The Hong Kong Bible Society (香港聖經公會) is a Christian organization for translating, printing, distributing, and promoting the Bible in Hong Kong and Macau. Established in 1950, the society soon made Hong Kong a global center for Chinese Protestant Bible publishing and distribution. Their Bible translation includes the Chinese Union Version with New Punctuation, the Revised Chinese Union Version and the Today's Chinese Version Bible.

==History==
In 1937, the China Bible House was established in Shanghai, China.

In 1948, due to the unfavorable situation during the Chinese Civil War, the Bible house (the then national Bible society of China) relocated to Hong Kong. And Hong Kong started to develop into a world Chinese Bible publishing center.

In 1950, the Hong Kong Bible Society was established based on the bible house, in a humble rented office at a corner partitioned within a balcony.
At the same time, Hong Kong Bible Society became a member of the United Bible Societies. It was the first organization to publish Bibles in Hong Kong. Its principles were to “Deliver a Bible that people can understand at a price that they can afford.”

In 1965, the United Bible Societies invested HK$700,000 in building a printing center in Hong Kong, further consolidating the city's status as a global Bible publishing center.

The United Bible Societies began work on revising the Chinese Union Version in 1985 and handed it over to the Bible Society of Hong Kong in 2000. With the participation of Bible scholars from Hong Kong, Taiwan, China mainland, Malaysia and Singapore, the New Testament was published in 2006, and the entire Old and New Testaments were published in 2010, representing a total of over 30 years of work.

In 1986, the United Bible Societies and the Amity Foundation established the Nanjing Amity Press. Over two hundred million copies of Bibles have been published by the press so far.
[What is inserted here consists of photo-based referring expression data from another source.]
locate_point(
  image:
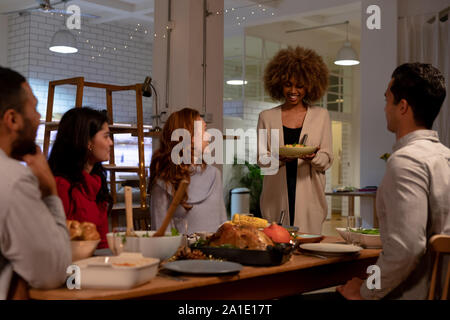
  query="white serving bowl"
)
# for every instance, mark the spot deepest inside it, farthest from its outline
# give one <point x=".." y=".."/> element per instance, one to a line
<point x="154" y="247"/>
<point x="109" y="273"/>
<point x="118" y="243"/>
<point x="83" y="249"/>
<point x="366" y="240"/>
<point x="159" y="247"/>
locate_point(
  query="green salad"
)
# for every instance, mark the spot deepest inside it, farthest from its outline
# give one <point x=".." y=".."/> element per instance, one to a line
<point x="366" y="231"/>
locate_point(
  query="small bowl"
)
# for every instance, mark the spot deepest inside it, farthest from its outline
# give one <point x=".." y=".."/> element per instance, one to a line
<point x="118" y="242"/>
<point x="83" y="249"/>
<point x="159" y="247"/>
<point x="152" y="247"/>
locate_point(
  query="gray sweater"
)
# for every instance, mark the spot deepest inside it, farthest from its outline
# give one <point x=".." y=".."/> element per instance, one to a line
<point x="34" y="241"/>
<point x="205" y="194"/>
And, during this process, the Bible Society of Hong Kong was committed to revising, promoting and distributing Bibles, especially the Chinese Union Version, as well as making donations to the course.

==Publication==
The Bible Society of Hong Kong has participated in the translation and publication of the following Bible versions:

- Lu’s Translation (published in 1970),
- Today’s Chinese Version (TCV, published in 1979),
- Chinese Union Version with New Punctuation (CUNP) (published in 1988),
- New Cantonese Bible (published in 1997),
- New Cantonese Bible (revised edition, 2006)
- Revised Chinese Union Version (RCUV) (published in 2010),

In addition, there are the CHINESE Children’s Bible and the Mongolian Bible, etc.